Error https communication with WebService
I am having a problem communicating with the webService of the eSocial , my certificate is correct, but it still can not establish a secure connection, it presents the following message:
Error making HTTP request to https://webservices.producaorestrita.esocial.gov.br/servicos/empregador/enviarloteeventos/WsEnviarLoteEventos.svc?wsdl. this may be related to the fact that the server certificate is not correctly configured with HTTP.SYS in the HTTPS case. This may also have been caused by a security Association mismatch between the client and the server.
2 answers
Found the solution. Simply add the security protocol to be used.
Import: using System.Net;
And add the code before the request:
// No caso do eSocial é o Tls11
ServicePointManager.SecurityProtocol = SecurityProtocolType.Tls11;
Glaucus, your question is identical to that question of Gabriel Rech:
Problems in communicating with the webService provided by the government
So I will replicate here the same answer I wrote there, for Gabriel, with a few minor changes.
I believe you have not been able to access the service because the URL you are using is incorrect. When do you add the parameter ?wsdl at the end of the service URL, you you are requesting the WSDL of the eSocial service, which is the contract of the service. That is, Would that URL you posted Be the one you would use to add the reference to the service within Visual Studio, and the same URL without the parameter ?wsdl would be the one you would use to access the service in fact.
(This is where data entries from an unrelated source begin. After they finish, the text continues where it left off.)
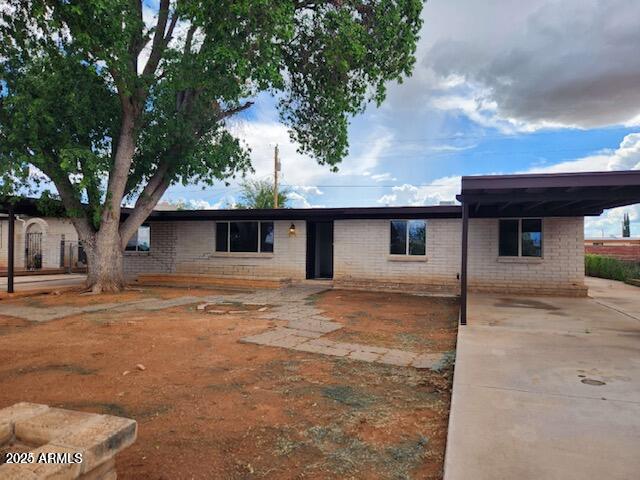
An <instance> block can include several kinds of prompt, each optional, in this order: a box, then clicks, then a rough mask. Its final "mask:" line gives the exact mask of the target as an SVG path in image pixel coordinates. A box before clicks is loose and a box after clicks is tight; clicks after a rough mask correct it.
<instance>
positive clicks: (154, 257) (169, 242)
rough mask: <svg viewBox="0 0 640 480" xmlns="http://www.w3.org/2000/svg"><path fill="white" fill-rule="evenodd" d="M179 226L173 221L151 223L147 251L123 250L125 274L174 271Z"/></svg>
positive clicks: (129, 274) (137, 273)
mask: <svg viewBox="0 0 640 480" xmlns="http://www.w3.org/2000/svg"><path fill="white" fill-rule="evenodd" d="M180 228H181V224H178V223H174V222H153V223H151V238H150V242H149V243H150V244H151V249H150V250H149V251H148V252H125V254H124V270H125V275H127V276H129V277H133V276H135V275H137V274H138V273H172V272H175V265H176V248H177V241H178V238H177V237H178V236H177V231H178V229H180Z"/></svg>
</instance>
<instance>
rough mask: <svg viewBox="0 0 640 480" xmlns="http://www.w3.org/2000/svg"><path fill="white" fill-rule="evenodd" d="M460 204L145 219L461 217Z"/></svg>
mask: <svg viewBox="0 0 640 480" xmlns="http://www.w3.org/2000/svg"><path fill="white" fill-rule="evenodd" d="M461 216H462V209H461V207H460V205H434V206H422V207H358V208H277V209H273V208H264V209H227V210H155V211H154V212H153V213H152V214H151V215H150V216H149V218H148V220H149V221H169V220H244V219H246V220H347V219H353V220H356V219H363V220H364V219H391V218H398V219H402V218H461Z"/></svg>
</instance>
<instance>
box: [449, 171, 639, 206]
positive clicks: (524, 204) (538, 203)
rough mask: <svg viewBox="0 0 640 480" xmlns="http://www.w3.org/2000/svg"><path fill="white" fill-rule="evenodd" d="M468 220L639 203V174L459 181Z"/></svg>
mask: <svg viewBox="0 0 640 480" xmlns="http://www.w3.org/2000/svg"><path fill="white" fill-rule="evenodd" d="M456 198H457V199H458V200H459V201H460V202H464V203H466V204H468V205H469V215H470V216H471V217H521V216H532V217H533V216H544V217H549V216H597V215H600V214H601V213H602V212H603V211H604V210H605V209H608V208H615V207H621V206H624V205H631V204H634V203H640V170H624V171H616V172H580V173H537V174H524V175H480V176H465V177H462V189H461V193H460V195H457V197H456Z"/></svg>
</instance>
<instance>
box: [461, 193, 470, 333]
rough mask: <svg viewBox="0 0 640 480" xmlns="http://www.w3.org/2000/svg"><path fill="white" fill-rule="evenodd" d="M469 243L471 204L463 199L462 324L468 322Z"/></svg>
mask: <svg viewBox="0 0 640 480" xmlns="http://www.w3.org/2000/svg"><path fill="white" fill-rule="evenodd" d="M468 245H469V204H468V203H467V202H465V201H464V200H463V201H462V261H461V264H460V325H466V324H467V256H468V250H469V248H468Z"/></svg>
So to access the service, the URL must be this:
Also, according to the eSocial developer Guidance Manual v1.6. 3, page 83, item '7.9. Digital certification', it is also necessary to install on the machine that will access the service to chain of certificates issued on 06/02/2017 by Serpro, which are 3 certificates that can be obtained at this address:
Https://certificados.serpro.gov.br/serproacf/certificate-chain
According to item 02.03 from the eSocial Portal FAQ page, certificates must be installed in the order that they are arranged on that Serpro page, and:
the Brazilian Root Certificate Authority v5 must be installed in the root AC repository. The SERPRO V4 Certificate Authority and SERPRO Final V5 Certificate Authority must be installed in the intermediate AC repository.
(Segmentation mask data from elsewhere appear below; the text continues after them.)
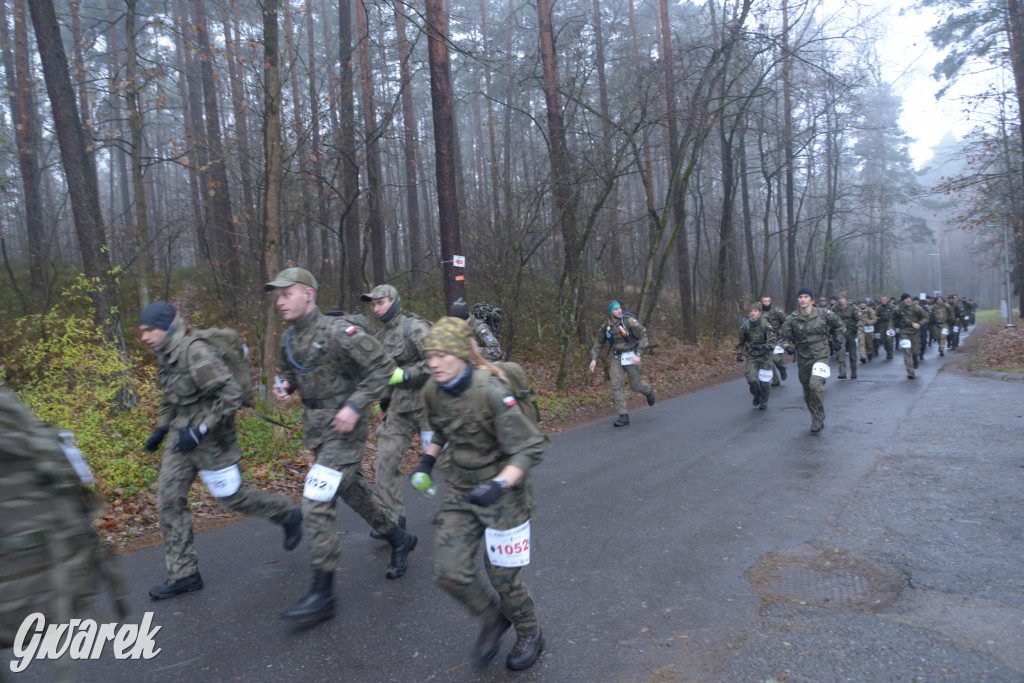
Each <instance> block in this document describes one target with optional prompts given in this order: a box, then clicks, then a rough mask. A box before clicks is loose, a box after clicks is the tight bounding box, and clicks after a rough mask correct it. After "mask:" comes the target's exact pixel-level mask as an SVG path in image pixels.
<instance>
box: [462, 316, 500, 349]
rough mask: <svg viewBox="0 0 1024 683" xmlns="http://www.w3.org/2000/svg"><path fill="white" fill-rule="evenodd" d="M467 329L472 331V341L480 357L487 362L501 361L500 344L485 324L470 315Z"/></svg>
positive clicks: (477, 319)
mask: <svg viewBox="0 0 1024 683" xmlns="http://www.w3.org/2000/svg"><path fill="white" fill-rule="evenodd" d="M469 327H470V329H472V330H473V339H475V340H476V346H477V348H479V349H480V355H482V356H483V357H484V358H486V359H487V360H501V359H502V355H503V354H502V344H501V342H500V341H498V337H497V336H496V335H495V333H494V331H493V330H492V329H490V328H489V327H488V326H487V324H486V323H484V322H483V321H478V319H477V318H475V317H473V316H472V315H470V316H469Z"/></svg>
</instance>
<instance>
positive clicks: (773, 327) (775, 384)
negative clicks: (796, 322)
mask: <svg viewBox="0 0 1024 683" xmlns="http://www.w3.org/2000/svg"><path fill="white" fill-rule="evenodd" d="M761 317H763V318H765V319H767V321H768V325H770V326H771V327H772V329H773V330H775V332H778V331H779V330H781V329H782V323H784V322H785V313H784V312H782V309H781V308H777V307H776V308H772V307H771V306H769V307H768V309H767V310H765V307H764V305H762V306H761ZM772 351H773V353H772V361H773V362H774V365H775V371H776V372H777V373H778V375H779V377H780V378H781V379H783V380H784V379H785V353H784V352H782V351H781V350H780V351H779V352H778V353H774V349H772ZM772 384H773V385H775V386H778V383H777V382H773V383H772Z"/></svg>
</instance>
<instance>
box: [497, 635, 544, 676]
mask: <svg viewBox="0 0 1024 683" xmlns="http://www.w3.org/2000/svg"><path fill="white" fill-rule="evenodd" d="M543 650H544V634H543V633H541V630H540V629H538V630H537V633H535V634H534V635H532V636H523V635H522V634H519V635H518V636H517V637H516V639H515V645H513V646H512V651H511V652H509V656H508V659H506V660H505V665H506V666H507V667H508V668H509V669H511V670H512V671H522V670H523V669H529V668H530V667H532V666H534V663H535V661H537V657H539V656H541V652H542V651H543Z"/></svg>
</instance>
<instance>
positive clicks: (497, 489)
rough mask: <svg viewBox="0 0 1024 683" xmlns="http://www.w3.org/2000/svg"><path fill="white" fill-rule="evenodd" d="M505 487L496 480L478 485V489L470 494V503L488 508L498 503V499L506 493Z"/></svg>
mask: <svg viewBox="0 0 1024 683" xmlns="http://www.w3.org/2000/svg"><path fill="white" fill-rule="evenodd" d="M505 488H506V487H505V486H503V485H502V484H500V483H498V482H497V481H495V480H494V479H492V480H490V481H484V482H482V483H478V484H476V488H474V489H473V490H471V492H469V502H470V503H472V504H473V505H479V506H480V507H481V508H486V507H488V506H492V505H494V504H495V503H497V502H498V499H499V498H501V497H502V494H504V493H505Z"/></svg>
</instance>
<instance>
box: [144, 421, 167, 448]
mask: <svg viewBox="0 0 1024 683" xmlns="http://www.w3.org/2000/svg"><path fill="white" fill-rule="evenodd" d="M165 436H167V429H165V428H164V427H157V428H156V429H154V430H153V433H152V434H150V438H147V439H145V450H146V451H148V452H150V453H156V452H157V449H159V447H160V442H161V441H163V440H164V437H165Z"/></svg>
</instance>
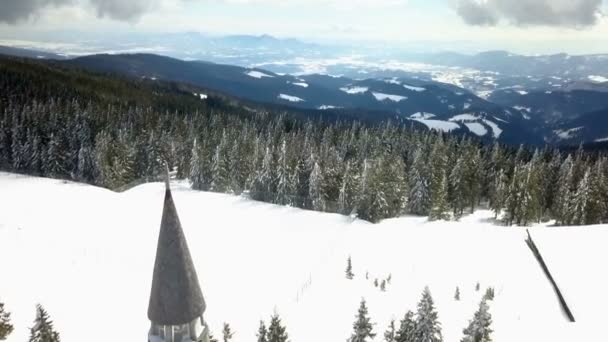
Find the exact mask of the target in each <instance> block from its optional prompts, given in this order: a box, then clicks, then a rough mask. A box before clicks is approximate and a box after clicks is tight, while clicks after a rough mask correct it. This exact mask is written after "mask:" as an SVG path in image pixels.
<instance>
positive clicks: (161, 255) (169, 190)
mask: <svg viewBox="0 0 608 342" xmlns="http://www.w3.org/2000/svg"><path fill="white" fill-rule="evenodd" d="M205 308H206V306H205V300H204V298H203V294H202V292H201V288H200V285H199V283H198V277H197V275H196V270H195V269H194V264H193V263H192V258H191V256H190V251H189V249H188V244H187V243H186V237H185V236H184V232H183V230H182V226H181V223H180V222H179V217H178V216H177V210H176V208H175V204H174V203H173V197H172V195H171V189H170V188H169V186H168V184H167V189H166V191H165V203H164V208H163V217H162V220H161V225H160V234H159V237H158V247H157V249H156V261H155V263H154V275H153V278H152V291H151V293H150V304H149V306H148V318H149V319H150V321H152V322H153V323H156V324H160V325H181V324H186V323H190V322H192V321H193V320H194V319H196V318H198V317H200V316H202V314H203V312H204V311H205Z"/></svg>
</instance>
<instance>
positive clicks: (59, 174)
mask: <svg viewBox="0 0 608 342" xmlns="http://www.w3.org/2000/svg"><path fill="white" fill-rule="evenodd" d="M44 161H45V163H44V165H43V171H44V173H45V175H47V176H49V177H54V178H60V177H63V176H65V174H66V170H65V151H64V150H63V145H62V143H61V137H60V136H58V135H57V134H54V133H51V137H50V138H49V141H48V145H47V149H46V155H45V158H44Z"/></svg>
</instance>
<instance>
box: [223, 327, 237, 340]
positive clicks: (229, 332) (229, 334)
mask: <svg viewBox="0 0 608 342" xmlns="http://www.w3.org/2000/svg"><path fill="white" fill-rule="evenodd" d="M233 336H234V333H233V332H232V329H231V328H230V324H228V323H224V329H222V337H223V341H224V342H228V341H230V340H231V339H232V337H233Z"/></svg>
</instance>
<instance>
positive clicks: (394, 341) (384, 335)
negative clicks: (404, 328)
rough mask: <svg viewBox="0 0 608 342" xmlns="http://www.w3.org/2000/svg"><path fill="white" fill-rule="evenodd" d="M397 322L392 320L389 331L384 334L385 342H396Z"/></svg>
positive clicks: (387, 330)
mask: <svg viewBox="0 0 608 342" xmlns="http://www.w3.org/2000/svg"><path fill="white" fill-rule="evenodd" d="M395 334H396V331H395V320H394V319H391V322H390V323H389V325H388V329H386V331H385V332H384V340H385V341H386V342H396V340H395V336H396V335H395Z"/></svg>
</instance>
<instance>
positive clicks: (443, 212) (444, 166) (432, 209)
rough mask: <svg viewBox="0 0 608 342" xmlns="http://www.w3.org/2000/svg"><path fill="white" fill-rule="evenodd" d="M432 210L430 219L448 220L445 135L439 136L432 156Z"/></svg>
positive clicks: (431, 156)
mask: <svg viewBox="0 0 608 342" xmlns="http://www.w3.org/2000/svg"><path fill="white" fill-rule="evenodd" d="M429 166H430V172H431V175H430V176H431V184H430V189H431V211H430V214H429V219H430V220H431V221H434V220H446V219H448V218H449V216H448V213H447V212H448V181H447V174H446V172H447V171H446V169H447V152H446V147H445V144H444V142H443V136H441V135H439V136H437V138H436V140H435V143H434V144H433V149H432V151H431V156H430V165H429Z"/></svg>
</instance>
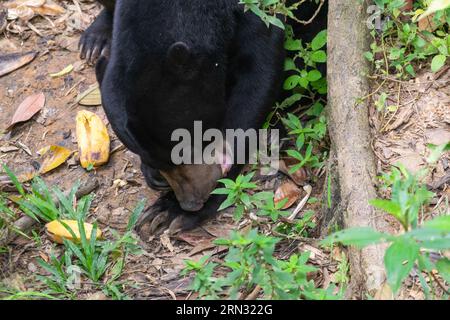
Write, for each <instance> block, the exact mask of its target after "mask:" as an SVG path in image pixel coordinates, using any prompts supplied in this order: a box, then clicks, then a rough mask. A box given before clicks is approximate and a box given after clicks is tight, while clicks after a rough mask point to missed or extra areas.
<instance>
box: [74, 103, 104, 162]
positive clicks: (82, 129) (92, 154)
mask: <svg viewBox="0 0 450 320" xmlns="http://www.w3.org/2000/svg"><path fill="white" fill-rule="evenodd" d="M76 122H77V141H78V150H79V155H80V162H81V166H82V167H83V168H85V169H87V168H89V167H91V166H93V167H99V166H101V165H103V164H105V163H107V162H108V160H109V148H110V139H109V135H108V130H107V129H106V126H105V125H104V123H103V121H102V120H101V119H100V117H99V116H97V115H96V114H95V113H92V112H90V111H86V110H83V111H80V112H78V114H77V119H76Z"/></svg>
Remembering that it is also necessary to have installed on the computer that will access the web service a valid digital certificate (A1 or A3, e-CNPJ or e-CPF), which must be used to access the service. A tip: When I started testing with eSocial, I spent almost a week banging my head to get the first access, when I finally discovered that in my case (E-CNPJ A1) it was necessary to select the option mark this key as exportable (Mark this key as exportable) and install my certificate in the repository ( store) personnel (Personal ), from current user (current user ).
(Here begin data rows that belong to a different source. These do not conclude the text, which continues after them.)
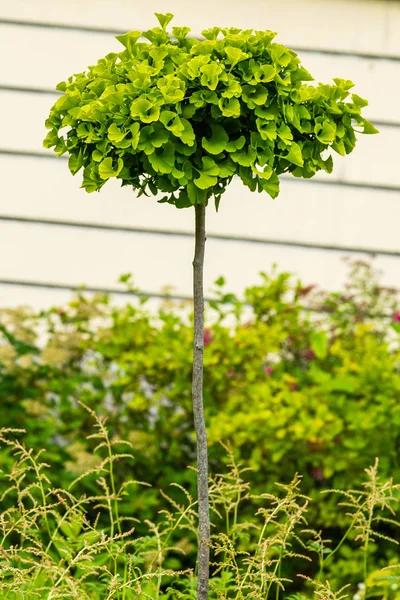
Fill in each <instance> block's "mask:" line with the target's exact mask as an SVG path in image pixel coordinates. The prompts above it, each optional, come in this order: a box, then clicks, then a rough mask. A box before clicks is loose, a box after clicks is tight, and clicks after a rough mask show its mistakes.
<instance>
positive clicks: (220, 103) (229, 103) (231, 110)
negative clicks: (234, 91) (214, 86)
mask: <svg viewBox="0 0 400 600" xmlns="http://www.w3.org/2000/svg"><path fill="white" fill-rule="evenodd" d="M218 106H219V108H220V110H221V112H222V114H223V116H224V117H233V118H237V117H240V102H239V100H238V99H237V98H220V99H219V101H218Z"/></svg>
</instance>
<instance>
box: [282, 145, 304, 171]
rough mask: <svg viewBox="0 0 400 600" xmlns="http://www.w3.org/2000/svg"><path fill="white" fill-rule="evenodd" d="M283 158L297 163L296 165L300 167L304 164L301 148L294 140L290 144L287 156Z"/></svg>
mask: <svg viewBox="0 0 400 600" xmlns="http://www.w3.org/2000/svg"><path fill="white" fill-rule="evenodd" d="M284 158H285V160H288V161H289V162H291V163H293V164H294V165H297V166H298V167H302V166H303V165H304V160H303V155H302V152H301V148H300V146H299V145H298V144H296V142H293V143H292V145H291V146H290V150H289V152H288V154H287V156H285V157H284Z"/></svg>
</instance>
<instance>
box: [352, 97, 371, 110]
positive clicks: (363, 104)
mask: <svg viewBox="0 0 400 600" xmlns="http://www.w3.org/2000/svg"><path fill="white" fill-rule="evenodd" d="M351 99H352V100H353V103H354V104H355V105H356V106H359V107H360V108H364V106H368V100H365V99H364V98H361V96H358V95H357V94H352V95H351Z"/></svg>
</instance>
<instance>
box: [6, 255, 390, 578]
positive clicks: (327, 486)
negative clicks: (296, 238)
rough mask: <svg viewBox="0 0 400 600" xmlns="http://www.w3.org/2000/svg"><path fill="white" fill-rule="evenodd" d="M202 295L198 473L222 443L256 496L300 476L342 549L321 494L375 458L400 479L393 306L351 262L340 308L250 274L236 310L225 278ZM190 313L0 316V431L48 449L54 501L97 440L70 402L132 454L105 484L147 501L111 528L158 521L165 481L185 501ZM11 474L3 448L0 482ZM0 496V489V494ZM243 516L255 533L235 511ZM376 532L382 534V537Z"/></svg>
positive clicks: (344, 549)
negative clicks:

Regarding the code used to access the service, you must configure the service's binding (I used BasicHttpBinding or BasicHttpsBinding) to use SecurityMode = Transport (for HTTPS) and ClientCredentialType = Certificate (to specify a certificate), something like this:
var urlServicoEnvio = @"https://webservices.producaorestrita.esocial.gov.br/servicos/empregador/enviarloteeventos/WsEnviarLoteEventos.svc";
var address = new EndpointAddress(urlServicoEnvio);
var binding = new BasicHttpsBinding(); //Disponível desde .NET Framework 4.5
// ou:
//var binding = new BasicHttpBinding(BasicHttpsSecurityMode.Transport);
binding.Security.Transport.ClientCredentialType = HttpClientCredentialType.Certificate;
var wsClient = new WsEnviar.ServicoEnviarLoteEventosClient(binding, address);
wsClient.ClientCredentials.ClientCertificate.Certificate = x509Cert;
var retornoEnvioXElement = wsClient.EnviarLoteEventos(loteEventosXDoc.Root);
wsClient.Close();
If you do so, there is no need to report the protocol as being TLS 1.1 (I also tried that way at the time that I was not able to access the service and then saw that it was not necessary, but, if I am not mistaken, I had come to the conclusion that the required protocol was TLS 1.2, rather than
As for the Class WsEnviar.ServicoEnviarLoteEventosClient used in the code, it was created by Visual Studio by adding a Service Reference , using a URL similar to the one you tried to use to access the service (with the difference that I used the parameter?singleWsdl instead of ?wsdl):
In VS it is also possible to add a reference to the service directly using the file Wsendloteevents-v1_1_0.wsdl available in the Esocial communication package (latest version 1.4.1), which is on the technical documentation page of the Esocial Portal.
This tool, add service Reference from VS, will create a client class to consume the web service, in the case of example WsEnviar.ServicoEnviarLoteEventosClient, which inherits the class System.ServiceModel.ClientBase .
You can also use the command line tool svcutil.exe , which will similarly create a client class inheriting the System class.ServiceModel.ClientBase . Alternatively you can also use the command line tool wsdl.exe, older, for services from the time of .NET Framework 2, based on ASMX, which will also create a client class, but this time inheriting the class System .Web.Services.Protocols.SoapHttpClientProtocol . But in this case the code to consume the service would be a little different.
Following all these steps, the access to the esocial web service should work.